Researchers at US university Carnegie Mellon have created a new electrically conductive material that can repair itself, presenting new opportunities for soft robotics and wearable technology.
Combining properties of metal and plastic, the supple, stretchy material can be used to make circuits that stay operational even after sustaining physical damage.
The discovery opens up the possibility that robots may one day have sensor-laden skin that can repair itself like a human's, or that we could sport ultra-thin wearable devices on our bodies for long periods of time without them degrading.
"This could have important applications in areas like wearable computing, where you want circuits you can incorporate into textiles or place on your skin, and just like natural skin if you get bruised or cut, your skin is able to repair itself," says Carmel Majidi, an associate professor of mechanical engineering, in a video produced by Carnegie Mellon University (CMU). "Our material also has this property."
"[Usually] when you, say, cut wiring or puncture it or fracture it, you immediately lose electrical functionality," he says. "In contrast, our material has the ability to maintain its electrical functionality even when its been materially damaged."
The currently nameless material is a composite made of liquid metal droplets suspended in an elastic polymer. In response to damage, these droplets make new connections with neighbouring droplets, rerouting electrical signals.

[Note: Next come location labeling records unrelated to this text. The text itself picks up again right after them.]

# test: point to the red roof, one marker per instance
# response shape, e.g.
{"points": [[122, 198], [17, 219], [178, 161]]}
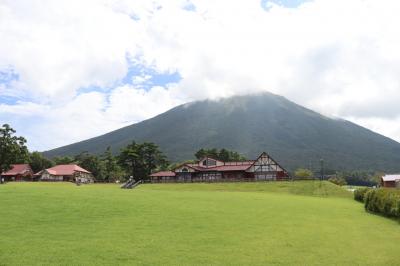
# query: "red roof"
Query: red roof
{"points": [[18, 169], [66, 169], [163, 173], [228, 166]]}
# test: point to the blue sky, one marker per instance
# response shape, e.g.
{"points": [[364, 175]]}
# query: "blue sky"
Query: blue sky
{"points": [[92, 68]]}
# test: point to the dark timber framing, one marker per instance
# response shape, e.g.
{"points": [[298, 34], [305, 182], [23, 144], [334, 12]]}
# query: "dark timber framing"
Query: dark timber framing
{"points": [[264, 168]]}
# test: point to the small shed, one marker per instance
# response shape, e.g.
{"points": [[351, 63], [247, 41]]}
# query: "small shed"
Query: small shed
{"points": [[390, 181], [163, 176], [66, 172], [18, 172]]}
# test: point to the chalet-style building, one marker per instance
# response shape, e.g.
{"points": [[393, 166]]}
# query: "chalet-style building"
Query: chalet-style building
{"points": [[18, 172], [390, 181], [66, 172], [212, 170]]}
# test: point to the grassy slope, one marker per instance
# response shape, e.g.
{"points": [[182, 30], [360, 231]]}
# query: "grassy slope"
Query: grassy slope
{"points": [[46, 223]]}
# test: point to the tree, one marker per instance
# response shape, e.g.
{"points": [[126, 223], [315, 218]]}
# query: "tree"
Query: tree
{"points": [[222, 154], [112, 171], [12, 148], [303, 173], [139, 160], [38, 162]]}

This means that a circuit made from the material stays operational after its been severed, punctured or had material removed — a feat the researchers demonstrated by making a clock radio and a small, crawling robot.
The CMU researchers published their findings in the journal Nature Materials in May.
They suggested further possible scenarios for the material could include first-responder robots that can perform rescues during emergencies, health-monitoring wearables for athletes in training and inflatable architecture that can withstand extreme conditions on Mars.
While other engineers have produced soft materials with the ability to heal — like the University of Colorado Boulder's e-skin — the CMU team believe theirs is the first example of an electrically conductive material that can do so.
They are less concerned with creating robots that look healed as creating robots that are operationally healed.
"The unprecedented level of functionality of our self-healing material can enable soft-matter electronics and machines to exhibit the extraordinary resilience of soft biological tissue and organisms," said Majidi.
Recent inventions that could potentially be enhanced with the addition of this kind of material include a soft robo-fish and smart temporary tattoos, both from MIT.